749 Covid patients in Ontario - This is a crisis?

Ontario's population is approximately 14.5 million, and there are about 500 hospitals scattered across the province.  When lockdown and social distancing measures were introduced back in mid March of this year the reason was clear, our underfunded and overburdened hosptials would not be able to handle the number of Covid patients that computer modeling suggested were going to happen.  

The computer modeling was wrong.  There are currently only 749 patients being treated for Covid-19 in this entire province.  


Even with social distancing and all the rest (so called Non-Pharmeceutical Interventions or NPIs for short) critical care space was supposed to be exceeded about eight times over.  The reason the modeling was wrong is that it was predicated on a mortality rate of about 4.5%, meaning that for every 100 people getting infected with the novel coronavirus 4 to 5 would be dying. 

There is no credible science suggesting the mortality rate is that high, not even close.  The CDC, Johns Hopkins, Stanford, USC and Oxford are all now citing figures of less than 1%, some as low as just .1 or .2%.   

Now, just to be clear, I'm talking about patients, not cases.  

An old English Lit professor of mine was a stickler for "defining terms".  So I feel compelled to provide the defintition for the word "patient".  The Oxford dictionary defines a patient as: A person who is receiving medical treatment.
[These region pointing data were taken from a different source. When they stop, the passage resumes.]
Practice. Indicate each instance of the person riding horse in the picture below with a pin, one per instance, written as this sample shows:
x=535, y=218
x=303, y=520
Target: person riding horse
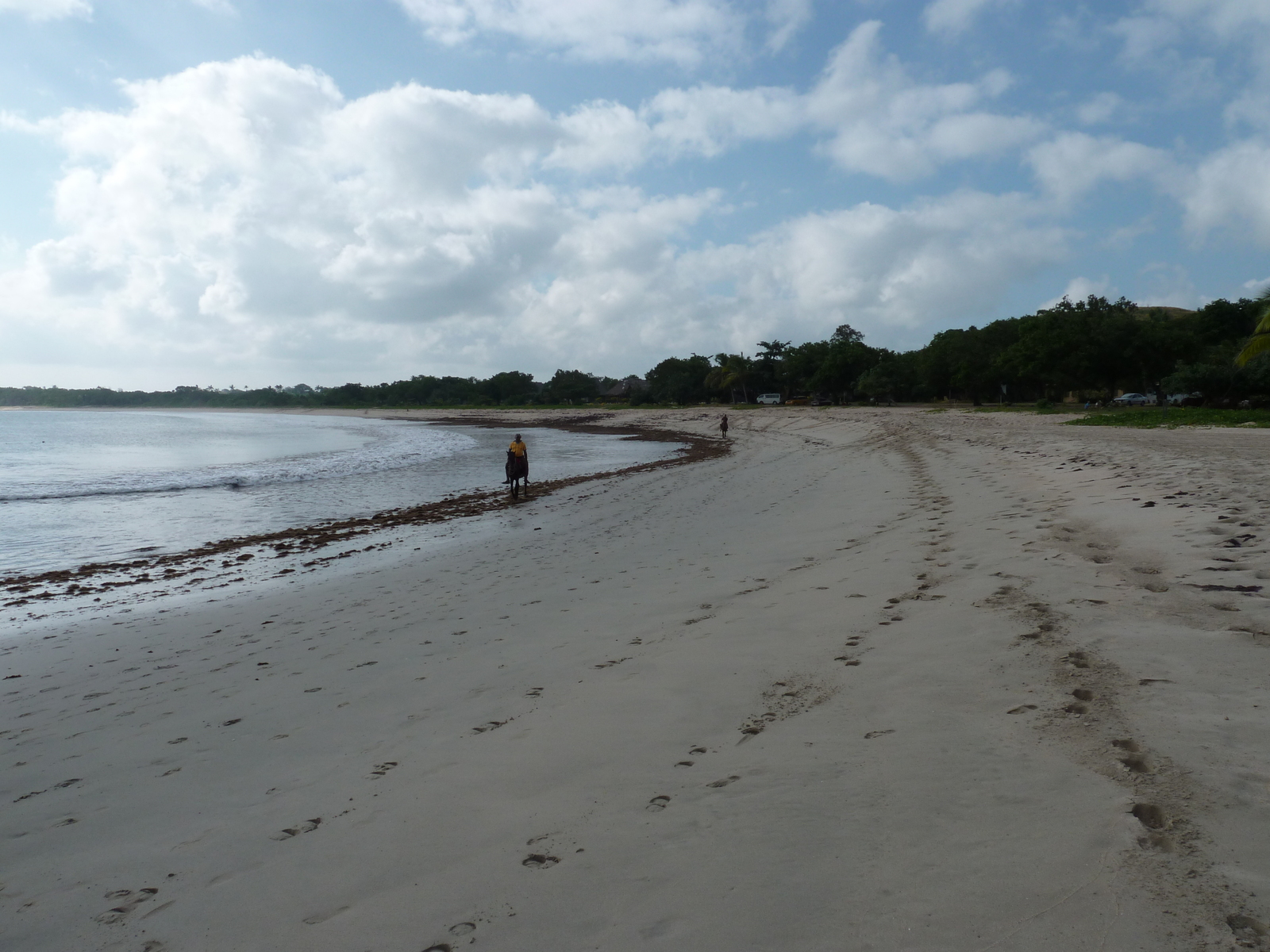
x=518, y=461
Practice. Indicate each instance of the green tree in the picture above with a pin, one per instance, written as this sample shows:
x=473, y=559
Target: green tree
x=571, y=387
x=1260, y=340
x=732, y=372
x=679, y=380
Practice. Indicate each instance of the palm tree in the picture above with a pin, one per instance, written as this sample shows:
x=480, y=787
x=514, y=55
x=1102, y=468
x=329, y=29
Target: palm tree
x=1260, y=340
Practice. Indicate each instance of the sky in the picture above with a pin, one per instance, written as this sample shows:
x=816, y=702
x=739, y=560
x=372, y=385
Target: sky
x=273, y=192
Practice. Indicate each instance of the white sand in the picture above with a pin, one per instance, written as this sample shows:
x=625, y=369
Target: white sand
x=921, y=787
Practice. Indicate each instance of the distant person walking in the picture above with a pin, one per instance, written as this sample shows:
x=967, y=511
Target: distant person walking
x=518, y=461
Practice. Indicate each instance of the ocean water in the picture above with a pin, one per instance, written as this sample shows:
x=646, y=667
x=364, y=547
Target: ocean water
x=89, y=486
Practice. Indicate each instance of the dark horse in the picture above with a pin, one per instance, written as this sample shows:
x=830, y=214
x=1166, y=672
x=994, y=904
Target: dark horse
x=518, y=471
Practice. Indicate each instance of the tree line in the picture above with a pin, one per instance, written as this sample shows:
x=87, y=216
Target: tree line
x=1091, y=348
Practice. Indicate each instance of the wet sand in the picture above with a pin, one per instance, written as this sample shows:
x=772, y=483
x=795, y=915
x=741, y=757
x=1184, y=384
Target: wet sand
x=878, y=679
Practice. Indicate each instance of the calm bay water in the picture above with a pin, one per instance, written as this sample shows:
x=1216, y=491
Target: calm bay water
x=84, y=486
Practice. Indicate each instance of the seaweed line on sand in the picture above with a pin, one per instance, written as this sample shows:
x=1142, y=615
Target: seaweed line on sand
x=308, y=539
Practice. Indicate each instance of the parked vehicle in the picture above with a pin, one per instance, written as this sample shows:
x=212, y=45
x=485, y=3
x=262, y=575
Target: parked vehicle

Merriam Webster says it's:  An individual awaiting or under medical care or treatment.  

So it's accurate to say that every Covid patient is a case, but not every Covid case is a patient.  Someone isolating at home with mild or zero symptoms is no more a patient than someone staying home with a cold.  For ~99% of the population, the immune system is able to deal with Covid and no treatment is needed.  

749 patients is not a crisis.  If it is then we have a crisis every flu season.  In 2018 StatsCan reports 8,511 Canadians died of the flu, including many children.  Yet we've never done anything close to what's being done now.  I guess the lives of young children have never mattered.  

I realize that many are still terrified because of all the media messaging about the "deadly coronavirus".  It reminds me of the way people were scared into supporting George Bush's Persian Gulf war because of the threat from Iraq's Weapons of Mass Destruction, or WMD for short.  

Just like that disastorous war and all the casulaties it brought, this war against the mostly benign coronavirus has lots of casualites.  And big winners too, let's not forget those that are profitting.  Haliburton made out incredibly well from that Persian Gulf war, and the Amazons, Wal-Marts and Loblaws of the world are raking it in now thanks to emergency measures shutting down their small independent competitors.   

Our response is devastating the very people that the progressive left used to advocate for:  I'm talking about children, the poor and marginalized, those with mental health and dependency issues.  We made Haliburton shareholders rich because as a society we were scared beyond the capacity for rationale thought in the run up to the Persian Gulf War.  And the same thing has happened again with the mostly benign coronavirus, we're making the rich richer and the poor ever poorer.  

Time to correct the mistake, past time.